Improving the joint estimation of CO2 and surface carbon fluxes using local ensemble transform Kalman filter together with constrained ensemble Kalman filter and relexed prior regularization

Estimating the global surface carbon fluxes (SCF) using ensemble Kalman filter (EnKF) has gained lots of success. Most of the studies treat carbon dioxide (CO2) as a by-product of assimilation. Kang et al. (2012), introduced a combined state and parameter method that persistently forecasts the SCF without the guidance of prior. Using a short assimilation window (AW) together with a long observation window (OW), the mean seasonal cycle and annual SCF pattern are efficiently estimated (Liu et al., 2019). But the mass conservation was failed since the state CO2 is updated together with SCF. To overcome this mass imbalance, we introduced a Constrained Ensemble Kalman Filter (CEnKF) that conserved the global total CO2 mass.

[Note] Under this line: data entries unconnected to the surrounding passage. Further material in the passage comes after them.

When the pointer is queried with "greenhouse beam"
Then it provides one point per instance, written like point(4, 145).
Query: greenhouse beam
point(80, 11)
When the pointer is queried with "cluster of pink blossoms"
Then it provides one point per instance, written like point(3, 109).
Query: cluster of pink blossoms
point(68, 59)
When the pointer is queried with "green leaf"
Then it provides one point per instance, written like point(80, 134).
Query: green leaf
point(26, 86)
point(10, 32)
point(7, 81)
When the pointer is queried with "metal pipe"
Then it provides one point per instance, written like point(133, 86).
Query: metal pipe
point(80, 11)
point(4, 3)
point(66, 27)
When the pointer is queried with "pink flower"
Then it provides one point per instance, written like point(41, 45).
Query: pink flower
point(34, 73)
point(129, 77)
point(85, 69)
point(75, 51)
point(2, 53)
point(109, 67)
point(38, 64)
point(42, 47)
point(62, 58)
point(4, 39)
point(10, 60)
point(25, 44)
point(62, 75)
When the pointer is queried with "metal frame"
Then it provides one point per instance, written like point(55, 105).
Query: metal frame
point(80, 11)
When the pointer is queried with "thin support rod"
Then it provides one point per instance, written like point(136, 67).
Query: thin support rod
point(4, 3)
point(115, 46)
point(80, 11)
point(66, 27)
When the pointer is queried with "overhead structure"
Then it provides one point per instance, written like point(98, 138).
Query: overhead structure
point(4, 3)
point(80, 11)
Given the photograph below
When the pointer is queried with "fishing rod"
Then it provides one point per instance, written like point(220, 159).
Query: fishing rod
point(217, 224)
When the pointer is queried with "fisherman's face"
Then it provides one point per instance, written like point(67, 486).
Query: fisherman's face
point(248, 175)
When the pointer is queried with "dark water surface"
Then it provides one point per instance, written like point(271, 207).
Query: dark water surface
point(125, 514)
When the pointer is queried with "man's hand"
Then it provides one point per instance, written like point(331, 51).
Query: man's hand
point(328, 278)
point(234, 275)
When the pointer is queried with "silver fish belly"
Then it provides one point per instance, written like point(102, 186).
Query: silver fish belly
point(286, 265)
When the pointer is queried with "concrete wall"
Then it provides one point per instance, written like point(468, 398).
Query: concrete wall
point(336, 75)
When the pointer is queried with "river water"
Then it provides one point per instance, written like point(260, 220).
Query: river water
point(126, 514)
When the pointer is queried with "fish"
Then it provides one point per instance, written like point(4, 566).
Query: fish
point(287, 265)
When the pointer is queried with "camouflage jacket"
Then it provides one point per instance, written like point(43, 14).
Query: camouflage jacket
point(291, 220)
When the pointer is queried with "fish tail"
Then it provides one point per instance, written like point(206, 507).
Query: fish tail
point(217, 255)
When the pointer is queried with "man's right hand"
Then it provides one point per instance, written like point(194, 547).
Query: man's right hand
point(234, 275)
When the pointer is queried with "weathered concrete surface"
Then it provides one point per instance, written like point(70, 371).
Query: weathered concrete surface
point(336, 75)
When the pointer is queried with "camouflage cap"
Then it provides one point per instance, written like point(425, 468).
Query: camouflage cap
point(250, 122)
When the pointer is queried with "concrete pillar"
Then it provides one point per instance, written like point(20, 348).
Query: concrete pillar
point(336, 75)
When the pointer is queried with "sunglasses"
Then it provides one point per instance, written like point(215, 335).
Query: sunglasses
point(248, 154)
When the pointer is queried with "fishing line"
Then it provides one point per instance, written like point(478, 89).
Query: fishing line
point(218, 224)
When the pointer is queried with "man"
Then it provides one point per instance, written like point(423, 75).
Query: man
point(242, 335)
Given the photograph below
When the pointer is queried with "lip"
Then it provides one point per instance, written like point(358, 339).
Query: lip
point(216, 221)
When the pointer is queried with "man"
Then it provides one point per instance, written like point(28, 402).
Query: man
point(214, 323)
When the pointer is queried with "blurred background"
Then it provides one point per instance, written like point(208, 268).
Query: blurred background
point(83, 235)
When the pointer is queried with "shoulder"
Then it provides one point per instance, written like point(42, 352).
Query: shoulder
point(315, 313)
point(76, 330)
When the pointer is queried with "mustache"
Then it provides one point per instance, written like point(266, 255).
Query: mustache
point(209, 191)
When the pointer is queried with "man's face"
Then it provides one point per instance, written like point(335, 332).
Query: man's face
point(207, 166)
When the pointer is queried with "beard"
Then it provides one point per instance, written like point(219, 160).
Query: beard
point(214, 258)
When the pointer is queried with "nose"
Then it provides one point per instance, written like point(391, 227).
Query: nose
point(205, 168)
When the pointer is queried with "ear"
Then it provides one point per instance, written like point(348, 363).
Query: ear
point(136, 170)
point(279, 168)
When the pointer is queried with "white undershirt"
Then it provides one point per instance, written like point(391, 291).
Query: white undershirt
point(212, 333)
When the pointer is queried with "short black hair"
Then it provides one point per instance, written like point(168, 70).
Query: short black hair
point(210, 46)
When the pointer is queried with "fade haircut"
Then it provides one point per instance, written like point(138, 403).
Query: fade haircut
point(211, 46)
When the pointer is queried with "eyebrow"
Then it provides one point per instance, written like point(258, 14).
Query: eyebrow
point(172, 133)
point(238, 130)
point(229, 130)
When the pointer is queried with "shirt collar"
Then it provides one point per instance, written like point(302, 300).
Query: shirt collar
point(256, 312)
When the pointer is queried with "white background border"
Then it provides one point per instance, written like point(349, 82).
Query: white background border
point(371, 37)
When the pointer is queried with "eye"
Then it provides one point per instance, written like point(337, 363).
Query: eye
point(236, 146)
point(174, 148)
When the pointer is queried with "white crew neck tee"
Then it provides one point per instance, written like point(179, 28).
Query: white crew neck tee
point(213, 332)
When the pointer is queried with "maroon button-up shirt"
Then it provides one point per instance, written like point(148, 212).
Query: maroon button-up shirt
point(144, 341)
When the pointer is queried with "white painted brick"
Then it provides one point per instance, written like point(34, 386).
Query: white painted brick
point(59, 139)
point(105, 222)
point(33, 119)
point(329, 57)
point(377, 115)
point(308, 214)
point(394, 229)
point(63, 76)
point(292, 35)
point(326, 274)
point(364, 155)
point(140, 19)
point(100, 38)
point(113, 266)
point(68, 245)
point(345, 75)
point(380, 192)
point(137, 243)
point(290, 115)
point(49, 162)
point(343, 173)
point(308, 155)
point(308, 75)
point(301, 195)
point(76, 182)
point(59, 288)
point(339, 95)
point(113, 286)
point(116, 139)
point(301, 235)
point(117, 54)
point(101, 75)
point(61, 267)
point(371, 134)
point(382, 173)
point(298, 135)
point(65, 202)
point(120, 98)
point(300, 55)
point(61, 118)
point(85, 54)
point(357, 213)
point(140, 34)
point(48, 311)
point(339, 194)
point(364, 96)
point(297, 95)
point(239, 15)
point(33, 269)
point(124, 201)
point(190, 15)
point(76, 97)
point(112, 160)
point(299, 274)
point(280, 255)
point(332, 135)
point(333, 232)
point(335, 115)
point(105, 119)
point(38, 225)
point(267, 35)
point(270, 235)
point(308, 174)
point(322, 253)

It distributes the global mass imbalance to each grid by taking advantage of the analysis CO2 ensembles given by the Local Ensemble Transform Kalman Filter (LETKF). The observing system simulation experiments (OSSE) show that our system can accurately track regional annual SCF without given prior annual mean source and sink information. Comparing the results between LETKF only and LETKF with CEnKF experiments, the CEnKF not only improves the global total SCF estimation naturally but also improves the estimation of spatial and temporal SCF variation. To reduce the spatial and temporal high-frequency noise without being over-dependent on the prior, we added 20% of the combined smoothed and prior regularization term to the persistent model every 5 AW. The OSSE show that the regularization of every 5 AW excels the regularization of every 1 AW at the regional scale. At the data-sparse region, the regularization of every 1 AW leads the results overconfident on the prior and rejects the observation information. As transport errors are one of the largest error sources, instead of using a multi-model comparison approach, our method could potentially be used in the online general circulation model to jointly quantify the uncertainty of SCF and transport model with mass balance constrain.